OK, it was a hot day, we were full (for the moment), so our next stop was a cute little storefront tap room called Brouweji Lane, and the first stop of the day that actually has a website: http://brouwerijlane.com/
I loved this low key place. They have a great selection of tap beers at reasonable prices, a very friendly vibe, and for $8 to $12 they will fill your growler with beer to take home. Guess who just happened to have an empty growler in his trunk... We had a nice micro beer and watched some sort of world cup highlight film with the friendly locals.
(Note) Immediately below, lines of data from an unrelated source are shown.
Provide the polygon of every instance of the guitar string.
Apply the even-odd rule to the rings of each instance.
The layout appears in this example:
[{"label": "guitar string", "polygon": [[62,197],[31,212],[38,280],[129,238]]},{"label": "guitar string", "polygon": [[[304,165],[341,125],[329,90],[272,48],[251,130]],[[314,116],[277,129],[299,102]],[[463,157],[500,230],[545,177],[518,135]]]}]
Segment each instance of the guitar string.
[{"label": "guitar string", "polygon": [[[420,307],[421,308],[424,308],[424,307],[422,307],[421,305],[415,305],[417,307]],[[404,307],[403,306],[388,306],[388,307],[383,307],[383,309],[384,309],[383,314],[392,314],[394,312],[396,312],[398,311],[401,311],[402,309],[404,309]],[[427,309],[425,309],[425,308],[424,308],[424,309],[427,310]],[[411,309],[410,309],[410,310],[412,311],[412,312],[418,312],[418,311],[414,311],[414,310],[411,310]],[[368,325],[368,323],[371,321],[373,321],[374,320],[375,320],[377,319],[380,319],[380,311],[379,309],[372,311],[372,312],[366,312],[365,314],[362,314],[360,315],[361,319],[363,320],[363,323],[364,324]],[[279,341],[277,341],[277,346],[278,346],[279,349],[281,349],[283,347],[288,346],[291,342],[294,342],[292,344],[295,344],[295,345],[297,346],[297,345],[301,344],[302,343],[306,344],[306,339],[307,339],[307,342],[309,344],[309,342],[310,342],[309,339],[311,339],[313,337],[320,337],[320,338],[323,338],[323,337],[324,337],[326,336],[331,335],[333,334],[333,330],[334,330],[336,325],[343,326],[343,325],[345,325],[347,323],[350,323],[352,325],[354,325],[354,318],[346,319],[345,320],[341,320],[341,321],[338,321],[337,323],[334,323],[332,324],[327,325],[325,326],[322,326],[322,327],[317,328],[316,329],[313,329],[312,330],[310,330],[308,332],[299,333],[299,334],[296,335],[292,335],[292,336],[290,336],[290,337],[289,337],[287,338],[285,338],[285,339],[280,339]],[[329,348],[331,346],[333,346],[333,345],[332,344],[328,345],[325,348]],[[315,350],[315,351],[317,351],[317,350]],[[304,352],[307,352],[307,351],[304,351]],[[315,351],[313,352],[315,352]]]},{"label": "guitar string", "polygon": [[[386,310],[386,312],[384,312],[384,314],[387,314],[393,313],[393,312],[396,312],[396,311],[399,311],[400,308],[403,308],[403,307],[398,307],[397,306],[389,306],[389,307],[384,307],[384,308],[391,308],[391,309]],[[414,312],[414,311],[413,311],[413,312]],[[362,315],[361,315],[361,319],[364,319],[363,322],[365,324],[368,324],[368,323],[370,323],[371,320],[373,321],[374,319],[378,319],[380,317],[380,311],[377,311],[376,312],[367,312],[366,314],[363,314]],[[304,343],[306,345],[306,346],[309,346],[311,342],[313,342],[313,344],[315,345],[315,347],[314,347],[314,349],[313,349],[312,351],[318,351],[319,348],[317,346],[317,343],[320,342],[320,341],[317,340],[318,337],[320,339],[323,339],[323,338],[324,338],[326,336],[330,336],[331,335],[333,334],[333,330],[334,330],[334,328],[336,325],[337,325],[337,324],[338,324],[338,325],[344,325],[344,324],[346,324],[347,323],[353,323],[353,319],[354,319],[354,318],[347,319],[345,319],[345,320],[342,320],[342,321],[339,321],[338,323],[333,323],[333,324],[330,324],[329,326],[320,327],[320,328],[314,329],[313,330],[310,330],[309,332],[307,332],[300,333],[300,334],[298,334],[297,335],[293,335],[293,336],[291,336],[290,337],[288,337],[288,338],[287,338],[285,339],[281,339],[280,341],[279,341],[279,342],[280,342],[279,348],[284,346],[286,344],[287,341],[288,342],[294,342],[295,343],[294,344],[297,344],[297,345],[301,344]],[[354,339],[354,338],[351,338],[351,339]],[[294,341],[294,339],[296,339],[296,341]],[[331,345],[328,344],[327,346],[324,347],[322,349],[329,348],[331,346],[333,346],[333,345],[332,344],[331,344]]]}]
Then we took a walk in the barren industrial neighborhood down by the East River, chatted with a few homeless people who appeared to be living there, and then on to the Brooklyn Brewery Saturday Open House. What a fun and laid back way to spend a hot Saturday afternoon, hanging out in a local brewery sipping $4 draft beers fresh from the brewery. It was very difficult to stop at just one, but we did. We had more stops to make, one of which involved more beer, and I had to drive home, eventually. http://www.brooklynbrewery.com/
So we hopped in the car for a very short drive to Williamsburg, and one of the most interesting food stops I have ever made in all my food-shopping life, at Tedone Latticini, 597 Metropolitan Avenue.
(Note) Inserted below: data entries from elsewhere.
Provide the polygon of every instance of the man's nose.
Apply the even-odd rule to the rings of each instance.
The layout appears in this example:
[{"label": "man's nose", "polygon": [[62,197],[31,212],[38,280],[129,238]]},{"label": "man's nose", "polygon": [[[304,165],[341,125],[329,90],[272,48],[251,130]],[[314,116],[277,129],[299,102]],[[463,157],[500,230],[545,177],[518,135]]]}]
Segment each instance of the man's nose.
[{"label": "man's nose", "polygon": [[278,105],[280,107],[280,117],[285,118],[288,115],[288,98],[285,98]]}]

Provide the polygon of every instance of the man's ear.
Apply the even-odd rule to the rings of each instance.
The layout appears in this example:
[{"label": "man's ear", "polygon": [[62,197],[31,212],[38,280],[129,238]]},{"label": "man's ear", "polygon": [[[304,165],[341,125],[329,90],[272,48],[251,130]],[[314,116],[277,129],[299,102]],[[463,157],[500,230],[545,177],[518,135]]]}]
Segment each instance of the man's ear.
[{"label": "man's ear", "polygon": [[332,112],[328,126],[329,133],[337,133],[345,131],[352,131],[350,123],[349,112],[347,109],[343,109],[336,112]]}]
Every Saturday for the past 65 years (yes, 65), 93 year old (yes, 93!) Georgianna Tedone has made fresh mozzarella and cooked up a Roast Beef to sell at her ancient storefront shop. Locally she's known as the Mozzarella Lady. These days she's helped out by her son. Since we got there shortly before closing, we were lucky to get the last of the hot Roast Beef as well as a couple of her mozzarellas. We had a nice chat with her and her son, two lovely gracious warm people. We couldn't wait to run across the street to the almost-equally old-school Napoli Bakery for some fresh Italian bread and made ourselves a couple of hot Roast Beef and Mozzarella heros to eat at a bench in a nearby park. Wow!
At Napoli bakery we also each picked up a lard bread for the ridiculously low price of $3.50 for a huge ring. Lard bread is an old Italian tradition in Brooklyn, consisting of bread (made with lard of course) and stuffed with proscuitto. The best lard breads weigh much more than they look like they should weigh, and these weighed a ton! Loaded with meat, greasy as all hell, and delicious. After sampling that on top of the Roast Beef heros, we were now officially full.
We skipped Fortunato Bros. Pastry shop, just down the block, but instead opted for one last beer at a funky old beer bar at 359 Metropolitan Ave called Spuyten Duyvil. Again, a great selection of drafts, and again, very tough to leave after one, but we did. http://www.spuytenduyvilnyc.com/reviews.htm
A fine day all around.
PS: For anyone food-hopping around Brooklyn, I highly recommend a book called "Food Lover's Guide to Brooklyn" by Sherri Eisenberg.